Wálter Maierovitch –
Carta Capital
A capela sistina
sempre foi palco de litígios e puxadas de tapete. Nela existe a “câmara das
lágrimas”, onde o vencedor troca os panos cor púrpura de cardeal pelos brancos
de papa, antes de, na solidão, debulhar-se em lágrimas por causa da grande
emoção. Na Sistina, o então jovem Rafael, insuflado pelo seu mestre Bramante,
tentou tomar o lugar de Michelangelo. Rafael não se contentava em afrescar os
quartos dos papas. Aproveitava-se do atraso de Michelangelo para espalhar que o
concorrente nunca afrescara paredes e não dominava as técnicas de aplicar tinta
em reboco molhado. Michelangelo venceu o embate.
Depois de 25 horas
de votações, venceram os reformistas da Cúria. A disputa estava polarizada
entre esses e os antirreformistas liderados pelo camerlengo Tarcisio Bertone,
ex-secretário de Estado (chefe da Cúria e uma espécie de primeiro-ministro). O
candidato de Bertone era o brasileiro Odilo Pedro Scherer, integrante da
comissão de fiscalização do apelidado Banco do Vaticano, eufemisticamente
denominado Instituto para as Obras Religiosas (IOR).
Nos últimos
conclaves, o grande embate ocorria entre os reformadores da doutrina, incluindo
o saudoso Carlo Maria Martini, e os conservadores. Venceram os últimos, cujos
principais símbolos foram Karol Wojtyla e o seu delfim Joseph Ratzinger. Por
evidente, perdia a Igreja com o conservadorismo, destacando a redução de fiéis
na Europa. A propósito, e como demonstrou o vaticanista Marco Politi, Ratzinger
foi o grande teólogo do obscurantismo. É contra a camisinha em tempos de Aids,
manteve a proibição de Paulo VI ao uso de pílulas anticoncepcionais, opõe-se à
ordenação de mulheres para o posto de sacerdotisas, condena o homossexualismo e
a lei alemã de “despenalização” do aborto, é contrário ao casamento de padres e
à oferta da eucaristia, nas celebrações, aos divorciados, entre outras.
A escolha de Jorge
Mario Bergoglio, que na eleição de Ratzinger ficou em segundo lugar ao
entrar nos escrutínios depois da baixa votação e da desistência do cardeal
Martini, foi costurada pelos norte-americanos, à frente Timothy Dolan, de Nova
York. Os primeiros candidatos apresentados eram Angelo Scola e Odilo Scherer. O
reformista entrou na Sistina com cerca de 50 votos e o antirreformista Scherer
com quase 25. Como não passavam desse número e jamais atingiriam os dois terços
previstos na Constituição apostólica, acabaram substituídos. Então, pelo
resultado da urna, percebeu-se que não emplacariam os cardeais canadense,
húngaro, australiano, mexicano e o outsider e cultíssimo Gianfranco Ravasi.
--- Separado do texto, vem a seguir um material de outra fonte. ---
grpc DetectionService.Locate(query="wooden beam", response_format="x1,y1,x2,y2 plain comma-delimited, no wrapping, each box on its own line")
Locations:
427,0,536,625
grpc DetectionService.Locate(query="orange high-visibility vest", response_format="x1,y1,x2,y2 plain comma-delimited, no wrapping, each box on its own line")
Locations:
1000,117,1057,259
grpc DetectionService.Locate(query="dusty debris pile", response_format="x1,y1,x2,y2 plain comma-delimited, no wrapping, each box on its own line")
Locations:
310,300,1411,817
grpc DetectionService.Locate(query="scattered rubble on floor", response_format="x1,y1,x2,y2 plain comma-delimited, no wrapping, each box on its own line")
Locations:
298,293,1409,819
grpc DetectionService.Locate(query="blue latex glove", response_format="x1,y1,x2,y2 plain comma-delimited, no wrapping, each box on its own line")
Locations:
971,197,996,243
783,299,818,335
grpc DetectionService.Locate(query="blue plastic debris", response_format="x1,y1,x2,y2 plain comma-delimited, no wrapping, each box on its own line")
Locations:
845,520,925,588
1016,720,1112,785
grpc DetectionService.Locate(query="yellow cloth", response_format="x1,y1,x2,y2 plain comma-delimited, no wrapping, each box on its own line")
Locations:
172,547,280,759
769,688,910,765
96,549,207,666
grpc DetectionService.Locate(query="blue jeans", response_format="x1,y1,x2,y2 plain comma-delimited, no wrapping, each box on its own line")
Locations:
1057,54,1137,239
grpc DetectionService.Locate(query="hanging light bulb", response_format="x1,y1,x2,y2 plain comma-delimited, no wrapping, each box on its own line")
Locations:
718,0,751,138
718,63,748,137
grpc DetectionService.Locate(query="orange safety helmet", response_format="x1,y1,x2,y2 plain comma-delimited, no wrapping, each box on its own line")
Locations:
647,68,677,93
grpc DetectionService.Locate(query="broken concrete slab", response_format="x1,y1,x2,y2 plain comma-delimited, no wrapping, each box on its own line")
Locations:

Para os vaticanistas, Scola pediu a transferência dos seus votos para
Bergoglio, de 76 anos. O outro argentino, Leonardo Sandri, estava fechado com
os antirreformistas.
As articulações de
Dolan, o apoio de diversos cardeais sul-americanos engasgados com a Cúria
(Scherer nunca foi unanimidade entre os brasileiros votantes) e a migração de
votos do italiano Scola deram a vitória a Bergoglio, que entrou sem nenhuma
aspiração e zero de apetite. Como as questões terrenas, nada teológicas,
prevaleceram no conclave, os reformistas curiais Scola e Dolan devem indicar o
novo secretário de Estado. Aquele que cuidará da limpeza e das defenestrações.
A respeito fala-se de um cardeal com prestígio entre políticos italianos, capaz
de manter a contribuição do governo da Itália ao Vaticano, equivalente a 9
bilhões de euros por ano.
Scherer saiu
chamuscado ao defender o escandaloso Banco do Vaticano. Segundo Paolo
Rodari, vaticanista do jornal La Repubblica, “o ataque duríssimo na
congregação-geral feito por muitos cardeais e contra a ‘corrupção’ romana, numa
Cúria que apontava no candidato Odilo Scherer, cardeal brasileiro e integrante
da Comissão Cardinalícia do IOR, ecoou de maneira dramática durante o conclave…
Um conclave que assistiu, gradualmente, aos sul-americanos e norte-americanos
escolherem uma figura independente”.
Com Bergoglio,
jesuíta, esperam-se ações de moralização na Cúria, com o vigor de Inácio de
Loyola. Perderam os fiéis brasileiros: o maior país católico do mundo não teve
um candidato, entre os reformistas da Cúria, capaz de empolgar. E fica a
impressão, por exigência dos cardeais norte-americanos, de estar com os dias
contados a lavanderia do IOR, que não atende a todas as regras internacionais
de prevenção à lavagem de dinheiro criminoso ou sem causa.